During much of her history, Japan was in the larger cultural orbit of China and Chinese culture; indeed, in the arts at least, China remained the model, particularly in poetry and painting, from about the fifth century down until the middle of the 19th century. The opening of Japan to the Europe and the United States soon caused a new and powerful interest in Western culture which eventually replaced the appeal of the Chinese tradition. Until that time, however, classical Chinese remained the language of educated people, at least for literary purposes, in somewhat the same fashion that Latin was the language studied by educated people in Europe at the same period. Anthologies of Chinese poetry were widely read and memorized, and such great poets as Du Fu and Su Dongbo were as much revered as any writers in the Japanese pantheon; indeed, Matsuo Bashō (1644-1694), whose haiku and travel diaries remain among the most moving and significant works composed in the Tokugawa period, was deeply influenced by classical Chinese poetry and often reworked passages from these poems into his own writings.

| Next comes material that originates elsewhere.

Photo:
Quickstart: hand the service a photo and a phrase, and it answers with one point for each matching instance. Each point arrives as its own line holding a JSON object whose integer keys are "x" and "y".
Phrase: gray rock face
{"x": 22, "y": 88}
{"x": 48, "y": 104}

One important factor that helped to foster the development of a uniquely Japanese culture involved the persistent realities of geography. Countries such as Korea and Vietnam, also in the Chinese cultural orbit, borrowed musical, artistic, and literary forms and ideals extensively, and more or less on a continuous basis, from China. Japan, separated by treacherous seas and difficult travel conditions, had far more sporadic contacts with China, occasionally intense, sometimes virtually non-existent, for much of her history. Thus, Japan's culture managed to develop often quite independently from that of China. While remaining a reference point, China was never to play the kind of consistent and dominant role seen in counties and areas in her inner orbit.
One period when intense interest in Chinese culture helped define the Japanese arts was in the Heian period (791-1185CE), when the Japanese court admired and emulated the Chinese arts to a high degree. In the fiction of the period, for example, the qin appears as a musical instrument of high distinction in such works as The Tale of Genji (Genji monogatari) by Murasaki Shikibu, a work dating from around 1002, and in Sei Shōnagon's The Pillow Book (Makura Sōshi) written in roughly the same period. The musical works played on the qin, usually of Chinese origin, were highly regarded for their emotional depth and evocative nature, somewhat in the same fashion that European classical music has long held high prestige in the United States, as a sign in performer and listener alike of taste, education, and artistic sensibility. This is not surprising because in China, the qin was intimately and exclusively associated with the refinement and sophistication of the literati.
The qin, or seven-string zither, is widely acknowledged to be the most important musical instrument in China. This claim has many reasons: its long and continuous history, its unique performance practice and social status, its rich lore and ideology that are preserved in both oral literature and an enormous amount of written and pictorial sources, its vast repertory recorded in a special notational system, and its aesthetics.
Archeological and literary evidence testifies that the qin existed, with a construction similar to the one found today, at least two thousand years ago. While many instruments in the world are as old, few can claim the unbroken continuity of the qin tradition, a continuity which underscores its generally conservative nature. The tradition has retained much that is archaic, including its performance practice, social context, repertory, and notational system.